Making its input into the 2023 budget for the government, the Chamber stated that, “the three per cent flat rate VAT review in July 2017 continues to negatively impact businesses as it does not allow for the transfer of the 17.5 per cent to the final consumer which has to be absorbed by businesses”.

“Further, businesses will have to charge three per cent output VAT, increasing the price of the product in question.
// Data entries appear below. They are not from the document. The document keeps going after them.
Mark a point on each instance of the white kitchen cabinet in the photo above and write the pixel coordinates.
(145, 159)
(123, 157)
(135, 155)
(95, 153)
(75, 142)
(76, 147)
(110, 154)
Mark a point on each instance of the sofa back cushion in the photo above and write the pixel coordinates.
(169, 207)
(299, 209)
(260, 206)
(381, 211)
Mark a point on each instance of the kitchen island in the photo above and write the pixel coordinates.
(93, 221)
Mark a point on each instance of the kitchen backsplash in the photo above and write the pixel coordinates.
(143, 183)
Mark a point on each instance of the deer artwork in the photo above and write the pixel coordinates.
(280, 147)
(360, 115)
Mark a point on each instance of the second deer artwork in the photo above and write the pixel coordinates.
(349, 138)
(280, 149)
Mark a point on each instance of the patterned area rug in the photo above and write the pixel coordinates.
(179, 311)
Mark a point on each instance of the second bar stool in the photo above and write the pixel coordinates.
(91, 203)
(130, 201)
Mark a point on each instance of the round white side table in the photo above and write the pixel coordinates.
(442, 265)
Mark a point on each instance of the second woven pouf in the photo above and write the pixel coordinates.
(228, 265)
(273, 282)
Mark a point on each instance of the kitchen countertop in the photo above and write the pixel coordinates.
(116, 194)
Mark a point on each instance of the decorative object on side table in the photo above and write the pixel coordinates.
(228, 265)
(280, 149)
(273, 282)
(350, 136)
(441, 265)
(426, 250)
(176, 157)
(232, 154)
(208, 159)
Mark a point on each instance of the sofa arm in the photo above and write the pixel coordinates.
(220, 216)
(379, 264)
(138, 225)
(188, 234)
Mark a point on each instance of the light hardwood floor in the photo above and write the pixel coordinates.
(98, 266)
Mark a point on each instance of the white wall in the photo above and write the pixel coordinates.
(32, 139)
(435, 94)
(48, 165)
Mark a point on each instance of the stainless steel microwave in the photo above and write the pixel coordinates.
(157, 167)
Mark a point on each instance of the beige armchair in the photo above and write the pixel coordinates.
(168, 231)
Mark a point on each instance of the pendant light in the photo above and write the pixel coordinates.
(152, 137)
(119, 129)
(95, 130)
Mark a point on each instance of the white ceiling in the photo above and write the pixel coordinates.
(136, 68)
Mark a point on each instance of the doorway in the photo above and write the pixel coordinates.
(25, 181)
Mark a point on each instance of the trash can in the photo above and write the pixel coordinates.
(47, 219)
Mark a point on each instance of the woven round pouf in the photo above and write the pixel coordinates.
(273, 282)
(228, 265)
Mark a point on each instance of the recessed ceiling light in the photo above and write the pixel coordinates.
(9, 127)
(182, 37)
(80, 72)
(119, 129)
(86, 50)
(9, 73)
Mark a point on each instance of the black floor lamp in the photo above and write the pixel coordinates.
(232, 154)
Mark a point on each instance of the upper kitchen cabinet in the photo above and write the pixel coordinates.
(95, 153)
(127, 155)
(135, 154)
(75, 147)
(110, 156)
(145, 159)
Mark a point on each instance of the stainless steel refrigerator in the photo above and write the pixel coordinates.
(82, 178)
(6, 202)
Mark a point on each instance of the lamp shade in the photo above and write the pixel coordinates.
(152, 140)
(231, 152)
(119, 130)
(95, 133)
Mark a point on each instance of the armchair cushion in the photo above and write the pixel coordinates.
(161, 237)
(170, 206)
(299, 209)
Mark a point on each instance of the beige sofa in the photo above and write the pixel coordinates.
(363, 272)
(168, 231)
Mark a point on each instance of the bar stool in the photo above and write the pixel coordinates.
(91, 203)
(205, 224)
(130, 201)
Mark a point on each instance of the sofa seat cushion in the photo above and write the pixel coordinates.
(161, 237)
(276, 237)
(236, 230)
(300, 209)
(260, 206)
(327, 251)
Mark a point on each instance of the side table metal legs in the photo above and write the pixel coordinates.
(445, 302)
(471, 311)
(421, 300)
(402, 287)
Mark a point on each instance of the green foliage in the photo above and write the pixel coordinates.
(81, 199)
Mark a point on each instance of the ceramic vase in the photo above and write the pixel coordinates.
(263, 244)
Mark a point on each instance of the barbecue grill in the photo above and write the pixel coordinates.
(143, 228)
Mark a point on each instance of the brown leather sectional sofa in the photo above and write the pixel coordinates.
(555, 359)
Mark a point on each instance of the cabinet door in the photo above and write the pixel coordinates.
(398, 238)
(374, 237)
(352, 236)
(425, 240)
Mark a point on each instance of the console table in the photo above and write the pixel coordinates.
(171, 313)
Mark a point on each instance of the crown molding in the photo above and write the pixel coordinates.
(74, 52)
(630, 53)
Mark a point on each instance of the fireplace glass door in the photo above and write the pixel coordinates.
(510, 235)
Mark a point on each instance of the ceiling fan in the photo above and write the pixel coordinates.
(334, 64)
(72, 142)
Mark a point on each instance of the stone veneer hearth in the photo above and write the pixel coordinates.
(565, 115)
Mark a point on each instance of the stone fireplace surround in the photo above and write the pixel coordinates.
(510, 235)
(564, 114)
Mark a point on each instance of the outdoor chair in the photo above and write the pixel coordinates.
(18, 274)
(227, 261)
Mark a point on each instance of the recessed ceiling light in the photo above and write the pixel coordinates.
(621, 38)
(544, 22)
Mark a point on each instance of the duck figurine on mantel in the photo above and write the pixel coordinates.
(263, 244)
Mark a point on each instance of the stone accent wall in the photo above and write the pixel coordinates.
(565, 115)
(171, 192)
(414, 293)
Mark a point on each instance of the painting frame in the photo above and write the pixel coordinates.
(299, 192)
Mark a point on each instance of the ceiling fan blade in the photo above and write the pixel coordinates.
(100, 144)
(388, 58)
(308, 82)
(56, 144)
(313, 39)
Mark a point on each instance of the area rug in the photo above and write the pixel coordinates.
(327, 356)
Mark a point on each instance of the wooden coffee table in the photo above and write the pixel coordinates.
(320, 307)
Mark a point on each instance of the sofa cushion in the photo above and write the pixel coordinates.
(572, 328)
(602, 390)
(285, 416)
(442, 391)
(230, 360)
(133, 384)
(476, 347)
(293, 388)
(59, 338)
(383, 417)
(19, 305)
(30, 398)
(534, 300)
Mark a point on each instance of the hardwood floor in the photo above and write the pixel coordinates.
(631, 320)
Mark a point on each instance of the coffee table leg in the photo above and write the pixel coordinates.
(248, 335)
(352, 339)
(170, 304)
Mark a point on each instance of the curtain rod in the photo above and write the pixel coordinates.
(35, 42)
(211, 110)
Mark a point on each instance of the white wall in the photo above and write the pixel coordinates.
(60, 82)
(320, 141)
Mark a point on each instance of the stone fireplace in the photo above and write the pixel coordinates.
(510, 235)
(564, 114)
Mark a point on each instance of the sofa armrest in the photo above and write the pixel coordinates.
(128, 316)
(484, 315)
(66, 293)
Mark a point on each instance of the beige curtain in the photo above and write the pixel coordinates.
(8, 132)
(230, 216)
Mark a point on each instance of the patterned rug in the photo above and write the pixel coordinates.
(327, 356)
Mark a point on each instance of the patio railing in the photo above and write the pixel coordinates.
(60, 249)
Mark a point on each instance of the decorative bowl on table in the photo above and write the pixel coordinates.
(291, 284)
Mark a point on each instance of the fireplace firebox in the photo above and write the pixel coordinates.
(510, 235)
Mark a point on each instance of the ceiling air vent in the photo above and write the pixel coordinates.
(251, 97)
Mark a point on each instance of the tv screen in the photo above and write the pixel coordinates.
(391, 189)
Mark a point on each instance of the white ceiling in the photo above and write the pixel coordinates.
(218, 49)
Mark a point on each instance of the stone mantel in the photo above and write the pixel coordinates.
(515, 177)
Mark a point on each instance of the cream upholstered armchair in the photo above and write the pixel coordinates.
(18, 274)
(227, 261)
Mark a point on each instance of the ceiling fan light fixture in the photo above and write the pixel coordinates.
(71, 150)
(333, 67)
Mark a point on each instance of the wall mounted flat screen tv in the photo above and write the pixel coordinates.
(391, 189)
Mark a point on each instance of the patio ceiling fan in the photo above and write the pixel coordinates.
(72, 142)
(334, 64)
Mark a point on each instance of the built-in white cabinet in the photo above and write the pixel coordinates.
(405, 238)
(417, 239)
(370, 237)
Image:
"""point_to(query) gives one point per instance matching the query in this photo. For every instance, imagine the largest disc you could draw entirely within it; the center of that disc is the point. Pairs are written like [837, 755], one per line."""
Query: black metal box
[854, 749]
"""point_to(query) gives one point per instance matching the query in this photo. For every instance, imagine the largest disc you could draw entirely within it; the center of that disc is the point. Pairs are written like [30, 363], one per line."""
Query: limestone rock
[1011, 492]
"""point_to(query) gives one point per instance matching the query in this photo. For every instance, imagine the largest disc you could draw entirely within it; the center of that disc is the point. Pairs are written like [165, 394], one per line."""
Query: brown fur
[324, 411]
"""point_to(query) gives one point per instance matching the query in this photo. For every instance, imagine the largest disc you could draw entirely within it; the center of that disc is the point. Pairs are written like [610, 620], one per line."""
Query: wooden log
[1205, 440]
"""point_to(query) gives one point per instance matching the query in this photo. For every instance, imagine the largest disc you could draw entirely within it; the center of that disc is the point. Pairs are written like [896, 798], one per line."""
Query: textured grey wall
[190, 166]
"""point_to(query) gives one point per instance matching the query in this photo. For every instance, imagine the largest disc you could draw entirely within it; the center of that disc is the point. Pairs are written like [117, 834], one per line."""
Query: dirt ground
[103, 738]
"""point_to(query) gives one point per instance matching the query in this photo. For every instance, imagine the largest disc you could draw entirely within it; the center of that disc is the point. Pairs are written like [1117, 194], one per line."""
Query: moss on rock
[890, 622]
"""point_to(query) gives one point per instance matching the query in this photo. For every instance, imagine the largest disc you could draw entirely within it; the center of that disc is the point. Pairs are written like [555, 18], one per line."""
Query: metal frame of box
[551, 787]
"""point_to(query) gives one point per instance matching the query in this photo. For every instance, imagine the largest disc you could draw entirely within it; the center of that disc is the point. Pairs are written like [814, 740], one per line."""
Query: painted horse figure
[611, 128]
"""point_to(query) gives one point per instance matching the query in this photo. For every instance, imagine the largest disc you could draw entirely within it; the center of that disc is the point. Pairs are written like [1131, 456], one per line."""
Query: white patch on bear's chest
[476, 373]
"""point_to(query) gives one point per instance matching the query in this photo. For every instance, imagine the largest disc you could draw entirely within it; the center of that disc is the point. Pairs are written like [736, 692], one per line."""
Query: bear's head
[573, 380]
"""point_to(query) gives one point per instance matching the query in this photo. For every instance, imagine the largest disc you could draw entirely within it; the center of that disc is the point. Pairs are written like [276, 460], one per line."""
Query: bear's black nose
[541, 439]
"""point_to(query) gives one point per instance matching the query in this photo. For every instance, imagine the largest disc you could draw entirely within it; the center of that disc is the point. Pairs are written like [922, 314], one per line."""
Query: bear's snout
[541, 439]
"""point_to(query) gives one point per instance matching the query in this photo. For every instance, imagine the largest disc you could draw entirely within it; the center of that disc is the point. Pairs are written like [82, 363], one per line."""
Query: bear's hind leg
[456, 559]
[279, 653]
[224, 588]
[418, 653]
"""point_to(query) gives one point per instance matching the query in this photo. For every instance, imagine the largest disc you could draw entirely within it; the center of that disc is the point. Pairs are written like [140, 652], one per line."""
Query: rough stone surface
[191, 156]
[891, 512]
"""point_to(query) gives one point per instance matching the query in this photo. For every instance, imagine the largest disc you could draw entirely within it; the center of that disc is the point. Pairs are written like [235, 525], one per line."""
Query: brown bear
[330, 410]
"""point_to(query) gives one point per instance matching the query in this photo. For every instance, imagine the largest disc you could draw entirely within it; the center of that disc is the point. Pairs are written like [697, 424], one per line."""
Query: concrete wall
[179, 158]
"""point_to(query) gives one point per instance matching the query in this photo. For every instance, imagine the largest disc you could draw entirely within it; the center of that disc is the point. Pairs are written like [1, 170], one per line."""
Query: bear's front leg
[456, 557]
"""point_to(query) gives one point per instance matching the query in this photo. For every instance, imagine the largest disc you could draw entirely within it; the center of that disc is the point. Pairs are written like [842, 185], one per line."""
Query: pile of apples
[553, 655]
This new VAT regime is making local businesses uncompetitive.”

As part of its contribution to the budget, the Chamber believed that, in order for businesses to stay competitive, they have to significantly cut back their profits which had implications for business growth, employment, tax revenue, and sustainability of businesses.

“The current VAT regime should be reversed to its original (2016) state”, the Chamber mentioned.

To ensure that the Electronic Transaction Levy achieves its objective, the GNCCI also called on government to once again review downwards the rate of 1.5 per cent; and stagger it within the bands of 0.5 per cent to 1.0 per cent.

Per its analysis, it said, this would not stifle the growth and sustainability of businesses in the country.

Already, there are too many indirect tax handles that add to the high productive cost base of doing business in Ghana.

The Chamber also called on the Ghana Revenue Authority to fast-track the refund application process of excess tax payments, adding, although the tax laws allow taxpayers an entitlement over their excess tax payments, the process of the refund is cumbersome.

“There is no particular office at the GRA known to taxpayers that handles the refund applications. Taxpayers have to follow up on severally and in most cases, they have to give up and this results in loss of working capital in addition to the stress and frustration”, it said.